The “bail-in” rule, included as part of the 2013 omnibus budget bill, asserts that the federal government would not necessarily bail out a bank on the brink of failure with taxpayer money.

Instead bank bondholders would be expected to assume the risk, though there is no guarantee that deposit-holders would not be hurt if they had more money in the bank than the $100,000 guaranteed by CDIC.

Canada has yet to set parameters for how a bail-in might work. Mark Carney, who was Bank of Canada governor at the time, said last April it was ‘hard to fathom’ a scenario where Canadians’ deposits would be touched, as happened in the Cyprus bank failure.

Moody’s says the “negative” rating for the banking system will have no impact on the very strong individual credit ratings for the seven biggest banks – CIBC, RBC, TD, Bank of Montreal, Scotiabank, National bank and Caisse Central Desjardins.

Canada remains one of the highest rated banking systems in the world, Moody’s said in its report that recommended the downgrade in outlook. All of the banks are considered to have strong profiles in the domestic market.

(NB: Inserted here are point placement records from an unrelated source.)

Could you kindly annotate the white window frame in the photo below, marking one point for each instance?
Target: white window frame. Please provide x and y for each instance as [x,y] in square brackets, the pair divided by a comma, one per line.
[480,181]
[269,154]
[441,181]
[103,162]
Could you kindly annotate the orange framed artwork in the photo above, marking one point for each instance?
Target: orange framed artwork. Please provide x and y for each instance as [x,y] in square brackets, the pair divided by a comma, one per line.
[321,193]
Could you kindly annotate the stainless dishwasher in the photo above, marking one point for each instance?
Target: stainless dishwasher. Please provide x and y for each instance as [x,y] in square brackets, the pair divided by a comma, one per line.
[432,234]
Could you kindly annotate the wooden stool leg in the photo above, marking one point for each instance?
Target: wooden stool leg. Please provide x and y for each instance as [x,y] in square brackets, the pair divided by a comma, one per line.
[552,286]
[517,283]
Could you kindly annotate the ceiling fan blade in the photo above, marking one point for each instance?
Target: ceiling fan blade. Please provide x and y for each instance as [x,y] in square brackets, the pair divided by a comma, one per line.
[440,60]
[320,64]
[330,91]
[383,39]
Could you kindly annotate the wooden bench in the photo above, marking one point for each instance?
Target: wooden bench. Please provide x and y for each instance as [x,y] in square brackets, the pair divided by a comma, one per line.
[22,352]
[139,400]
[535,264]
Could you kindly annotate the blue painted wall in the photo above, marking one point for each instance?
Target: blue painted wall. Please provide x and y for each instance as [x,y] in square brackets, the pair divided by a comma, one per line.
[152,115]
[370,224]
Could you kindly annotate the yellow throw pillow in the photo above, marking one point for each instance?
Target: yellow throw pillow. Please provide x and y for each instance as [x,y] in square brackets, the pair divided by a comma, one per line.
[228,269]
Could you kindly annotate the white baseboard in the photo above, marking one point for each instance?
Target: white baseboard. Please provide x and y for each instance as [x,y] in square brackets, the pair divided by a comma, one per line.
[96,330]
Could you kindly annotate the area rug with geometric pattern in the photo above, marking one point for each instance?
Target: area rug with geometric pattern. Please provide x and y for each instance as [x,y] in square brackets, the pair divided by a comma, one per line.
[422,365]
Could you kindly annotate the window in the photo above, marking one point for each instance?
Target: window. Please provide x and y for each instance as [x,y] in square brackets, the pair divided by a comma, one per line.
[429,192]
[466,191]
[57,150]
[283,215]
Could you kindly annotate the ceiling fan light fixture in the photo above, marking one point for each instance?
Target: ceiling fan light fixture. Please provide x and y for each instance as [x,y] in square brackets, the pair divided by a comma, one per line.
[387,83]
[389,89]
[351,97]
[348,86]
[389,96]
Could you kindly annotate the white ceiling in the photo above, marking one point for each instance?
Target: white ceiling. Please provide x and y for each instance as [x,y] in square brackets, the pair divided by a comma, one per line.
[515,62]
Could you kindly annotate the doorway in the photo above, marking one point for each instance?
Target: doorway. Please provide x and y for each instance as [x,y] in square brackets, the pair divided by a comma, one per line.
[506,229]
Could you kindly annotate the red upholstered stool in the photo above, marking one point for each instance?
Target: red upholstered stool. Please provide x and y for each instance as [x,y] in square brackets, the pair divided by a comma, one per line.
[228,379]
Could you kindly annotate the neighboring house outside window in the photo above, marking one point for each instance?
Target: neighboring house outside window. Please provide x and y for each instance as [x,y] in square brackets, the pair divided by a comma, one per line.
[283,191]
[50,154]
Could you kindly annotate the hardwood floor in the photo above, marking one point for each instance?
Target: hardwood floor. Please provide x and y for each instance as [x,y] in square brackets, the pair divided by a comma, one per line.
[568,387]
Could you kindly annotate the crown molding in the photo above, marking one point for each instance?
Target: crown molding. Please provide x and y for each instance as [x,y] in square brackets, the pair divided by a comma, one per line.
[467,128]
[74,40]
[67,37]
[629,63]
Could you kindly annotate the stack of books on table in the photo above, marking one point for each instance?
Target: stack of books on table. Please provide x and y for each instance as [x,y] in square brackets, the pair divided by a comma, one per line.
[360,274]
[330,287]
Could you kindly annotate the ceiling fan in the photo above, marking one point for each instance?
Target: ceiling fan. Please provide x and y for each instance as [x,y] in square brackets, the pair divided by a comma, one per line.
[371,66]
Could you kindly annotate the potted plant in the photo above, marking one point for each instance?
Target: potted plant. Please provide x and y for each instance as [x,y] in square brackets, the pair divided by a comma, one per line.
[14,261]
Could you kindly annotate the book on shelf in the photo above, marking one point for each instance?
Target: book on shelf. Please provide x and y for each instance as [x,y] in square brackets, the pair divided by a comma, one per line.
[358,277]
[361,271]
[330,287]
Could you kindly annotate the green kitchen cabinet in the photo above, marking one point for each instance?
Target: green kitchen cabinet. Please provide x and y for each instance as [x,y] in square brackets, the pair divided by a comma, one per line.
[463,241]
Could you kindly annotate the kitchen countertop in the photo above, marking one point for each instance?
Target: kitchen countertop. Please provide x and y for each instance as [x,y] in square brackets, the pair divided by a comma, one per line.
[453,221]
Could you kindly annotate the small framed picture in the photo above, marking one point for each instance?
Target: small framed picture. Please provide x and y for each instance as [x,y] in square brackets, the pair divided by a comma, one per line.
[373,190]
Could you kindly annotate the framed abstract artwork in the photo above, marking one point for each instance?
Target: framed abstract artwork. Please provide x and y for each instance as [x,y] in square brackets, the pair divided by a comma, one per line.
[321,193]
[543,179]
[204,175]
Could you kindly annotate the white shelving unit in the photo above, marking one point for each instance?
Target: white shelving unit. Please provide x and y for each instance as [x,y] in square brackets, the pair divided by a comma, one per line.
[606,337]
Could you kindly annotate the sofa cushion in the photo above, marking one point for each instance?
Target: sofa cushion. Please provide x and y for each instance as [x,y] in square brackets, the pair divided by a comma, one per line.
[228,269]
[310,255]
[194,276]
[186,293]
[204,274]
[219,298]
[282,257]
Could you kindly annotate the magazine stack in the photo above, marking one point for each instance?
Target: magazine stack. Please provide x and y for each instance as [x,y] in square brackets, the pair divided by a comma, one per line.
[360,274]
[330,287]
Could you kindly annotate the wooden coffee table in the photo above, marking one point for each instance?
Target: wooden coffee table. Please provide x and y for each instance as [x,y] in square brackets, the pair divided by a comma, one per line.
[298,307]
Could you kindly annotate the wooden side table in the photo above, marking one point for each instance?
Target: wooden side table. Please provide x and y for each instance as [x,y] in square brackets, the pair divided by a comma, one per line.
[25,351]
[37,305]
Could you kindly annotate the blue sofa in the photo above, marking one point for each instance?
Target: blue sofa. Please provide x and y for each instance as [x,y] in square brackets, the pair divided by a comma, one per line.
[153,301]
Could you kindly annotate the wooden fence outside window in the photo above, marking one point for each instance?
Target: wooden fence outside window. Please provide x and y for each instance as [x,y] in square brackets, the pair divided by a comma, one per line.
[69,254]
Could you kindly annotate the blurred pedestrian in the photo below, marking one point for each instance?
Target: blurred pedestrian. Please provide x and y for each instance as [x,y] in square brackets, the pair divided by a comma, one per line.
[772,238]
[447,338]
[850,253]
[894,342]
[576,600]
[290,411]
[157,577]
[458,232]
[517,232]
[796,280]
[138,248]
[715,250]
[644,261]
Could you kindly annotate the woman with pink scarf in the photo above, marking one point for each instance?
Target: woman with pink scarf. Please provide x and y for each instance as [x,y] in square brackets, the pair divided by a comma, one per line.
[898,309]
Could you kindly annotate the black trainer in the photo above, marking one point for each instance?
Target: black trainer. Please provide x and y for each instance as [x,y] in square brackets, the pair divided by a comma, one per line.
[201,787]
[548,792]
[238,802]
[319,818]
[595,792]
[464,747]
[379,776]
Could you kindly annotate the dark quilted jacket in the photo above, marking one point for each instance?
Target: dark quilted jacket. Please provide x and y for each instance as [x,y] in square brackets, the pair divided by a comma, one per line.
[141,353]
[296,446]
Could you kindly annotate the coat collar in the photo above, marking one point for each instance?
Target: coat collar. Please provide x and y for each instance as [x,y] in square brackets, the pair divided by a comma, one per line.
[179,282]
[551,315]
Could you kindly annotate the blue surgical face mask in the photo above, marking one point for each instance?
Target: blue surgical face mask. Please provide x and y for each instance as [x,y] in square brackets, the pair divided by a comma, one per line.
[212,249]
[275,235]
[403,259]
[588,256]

Moody’s senior vice-president David Beattie, author of the report, said he believed the risk of a bank failure was remote, but was concerned about the trend of governments worldwide to provide for bail-in measures, instead of the bailouts seen in 2008.

“They [Ottawa] want to make sure that senior creditholders of banks and debtholders of banks would share the burden if a Canadian bank needed to be recapitalized in the future,” he said in an interview with CBC News.

Delay on the details

Moody’s made the change as part of its annual review of Canada’s banking system.

“We didn’t do anything at that point in time because we thought we’d be getting details and we’d be able to act on further information, however a year and a bit has passed and we haven’t got the details yet and we have a new finance minister which may delay things future,” Beattie continued. 

Beattie pointed to some risks for Canadian banks in the next 18 months, including diversifying into riskier business areas and riskier markets as they seek out growth.

“Moody’s also notes that while the potential for external shocks to the Canadian economy has receded, high household indebtedness and elevated housing prices remain key risks to banking system stability in Canada,” the ratings agency said.

Last month, Moody’s downgraded its outlook on debt and deposit ratings at Canadian banks.